In this scenario, a Guest cluster is stuck in scheduling disabled state with machines in a deleting state. Something has been done to the cluster where all of the nodepools machines are in a deleting state -
The control plane is healthy and working
Example below:
vcdmachinetemplates.infrastructure.cluster.x-k8s.io 2024-02-14T12:09:21Z
NAME AGE
<NAMESPACE> 456d
<NAMESPACE> 456d
<NAMESPACE> 615d
NAMESPACE NAME PHASE AGE VERSION
<NAMESPACE> machine.cluster.x-k8s.io/<CLUSTER>-<NODEPOOL>-<ID> Deleting 456d v1.24.11+vmware.1
<NAMESPACE> machine.cluster.x-k8s.io/<CLUSTER>-<NODEPOOL>-<ID> Deleting 456d v1.24.11+vmware.1
<NAMESPACE> machine.cluster.x-k8s.io/<CLUSTER>-<NODEPOOL>-<ID> Running 615d v1.24.11+vmware.1
CLUSTER NODENAME PROVIDERID
<CLUSTER> <NODE_NAME> vmware-cloud-<ID>
<CLUSTER> <NODE_NAME> vmware-cloud-<ID>
<CLUSTER> <NODE_NAME> vmware-cloud-<ID>
When looking at the pods in the cluster they are all in a pending state:
argocd dex-server-6cd8cfc9d4-v5j 0/1 Pending 0 111m <none> <none>
argocd notifications-controller-6d8fc9d4-v9k 0/1 Pending 0 111m <none> <none>
argocd redis-7dc8b4fbd9-kgqw7 0/1 Pending 0 111m <none> <none>
argocd repo-server-848b86fcf6-6l2 0/1 Pending 0 111m <none> <none>
argocd server-7b895dc7d9-zfhf7 0/1 Pending 0 111m <none> <none>
capi-kubeadm-bootstrap-system capi-kubeadm-bootstrap-controller-manager-0bb 1/1 Running 0 27h <NODEPOOL>
capi-kubeadm-control-plane-system capi-kubeadm-control-plane- controller-manager 1/1 Running 0 27h <NODEPOOL>
capi-system capi-controller-manager-6 1/1 Running 0 27h <NODEPOOL>
capvcd-system capvcd-controller-manager 0/1 Pending 0 111m <none> <none>
cert-manager cert-manager-6d74f84b64-f 0/1 Pending 0 111m <none> <none>
When looking at a describe we also see that the machines are attempting to drain
Type Reason Age From Message
---- ------ ---- ---- -------
Normal SuccessfulDrainNode 3m7s (x1014 over 26h) machine-controller success draining Machine's node "<NODE>..."

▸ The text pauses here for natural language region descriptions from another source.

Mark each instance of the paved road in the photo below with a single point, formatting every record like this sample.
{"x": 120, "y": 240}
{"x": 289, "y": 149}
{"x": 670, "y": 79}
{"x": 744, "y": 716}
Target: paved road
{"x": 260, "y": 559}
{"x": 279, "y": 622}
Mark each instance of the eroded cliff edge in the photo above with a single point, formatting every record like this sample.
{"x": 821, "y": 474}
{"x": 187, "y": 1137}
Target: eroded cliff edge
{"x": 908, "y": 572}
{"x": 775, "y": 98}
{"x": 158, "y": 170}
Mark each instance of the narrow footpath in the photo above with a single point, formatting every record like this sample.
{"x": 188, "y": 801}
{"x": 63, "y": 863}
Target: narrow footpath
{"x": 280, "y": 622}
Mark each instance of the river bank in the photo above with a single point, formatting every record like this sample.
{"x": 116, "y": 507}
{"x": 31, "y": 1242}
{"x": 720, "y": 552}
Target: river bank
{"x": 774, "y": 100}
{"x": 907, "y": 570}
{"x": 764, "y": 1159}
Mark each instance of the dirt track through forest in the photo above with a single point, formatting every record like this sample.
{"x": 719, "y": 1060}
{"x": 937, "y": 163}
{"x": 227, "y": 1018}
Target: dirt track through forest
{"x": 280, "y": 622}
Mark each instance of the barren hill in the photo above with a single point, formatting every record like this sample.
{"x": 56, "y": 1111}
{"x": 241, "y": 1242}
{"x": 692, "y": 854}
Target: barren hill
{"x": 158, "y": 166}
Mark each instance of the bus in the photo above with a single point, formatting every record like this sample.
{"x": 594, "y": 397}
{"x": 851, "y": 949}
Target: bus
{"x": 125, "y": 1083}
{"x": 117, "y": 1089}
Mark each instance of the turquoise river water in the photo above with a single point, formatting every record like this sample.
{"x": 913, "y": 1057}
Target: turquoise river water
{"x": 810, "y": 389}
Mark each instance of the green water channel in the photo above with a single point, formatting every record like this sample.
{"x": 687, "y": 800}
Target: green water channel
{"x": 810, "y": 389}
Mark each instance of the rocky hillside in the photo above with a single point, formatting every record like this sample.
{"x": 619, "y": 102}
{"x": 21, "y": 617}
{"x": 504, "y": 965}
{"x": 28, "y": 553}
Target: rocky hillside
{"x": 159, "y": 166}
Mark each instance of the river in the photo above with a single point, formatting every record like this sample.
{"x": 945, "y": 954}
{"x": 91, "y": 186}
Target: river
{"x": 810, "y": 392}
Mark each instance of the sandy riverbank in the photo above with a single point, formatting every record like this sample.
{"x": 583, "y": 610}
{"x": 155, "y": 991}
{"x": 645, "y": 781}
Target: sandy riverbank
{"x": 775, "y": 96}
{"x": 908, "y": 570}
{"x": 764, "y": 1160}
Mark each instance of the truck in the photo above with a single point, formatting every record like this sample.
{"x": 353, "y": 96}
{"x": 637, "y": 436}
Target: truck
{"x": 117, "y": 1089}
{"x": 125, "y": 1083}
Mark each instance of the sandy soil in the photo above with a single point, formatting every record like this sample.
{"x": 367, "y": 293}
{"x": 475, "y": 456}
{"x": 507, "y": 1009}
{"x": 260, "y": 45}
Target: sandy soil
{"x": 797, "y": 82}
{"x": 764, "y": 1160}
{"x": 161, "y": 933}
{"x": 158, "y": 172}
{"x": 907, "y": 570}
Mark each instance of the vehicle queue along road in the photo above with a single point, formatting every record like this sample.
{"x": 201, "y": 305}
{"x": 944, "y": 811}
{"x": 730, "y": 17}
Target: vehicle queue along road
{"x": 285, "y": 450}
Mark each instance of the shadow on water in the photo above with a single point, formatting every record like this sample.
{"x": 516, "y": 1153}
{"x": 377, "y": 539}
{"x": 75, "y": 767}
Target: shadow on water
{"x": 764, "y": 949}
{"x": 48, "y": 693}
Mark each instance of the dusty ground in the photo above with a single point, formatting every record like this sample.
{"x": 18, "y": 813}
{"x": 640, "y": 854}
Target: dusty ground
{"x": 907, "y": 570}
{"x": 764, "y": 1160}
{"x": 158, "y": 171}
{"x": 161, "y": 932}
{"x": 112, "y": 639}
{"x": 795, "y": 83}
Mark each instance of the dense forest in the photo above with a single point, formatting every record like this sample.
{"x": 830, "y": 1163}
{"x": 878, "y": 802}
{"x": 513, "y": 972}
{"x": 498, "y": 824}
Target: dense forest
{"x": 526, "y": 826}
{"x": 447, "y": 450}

Normal MachineMarkedUnhealthy 2m40s (x5621 over 25h) machinehealthcheck-controller Machine <NAMESPACE>/<MACHINE_HEALTH_CHECK>/<MACHINE>
TKGM 2.x
Cloud Director
This is caused because during changes to the environment the new node that would be coming up to replace the old node of the workload was removed somehow; leaving the cluster in a state were all of the nodes in the node pool are deleting and all the pods go in a pending state because there is not a healthy node to move to.
To get out of this situation we can move the important pods temporarily to get the worker nodes to create a new node.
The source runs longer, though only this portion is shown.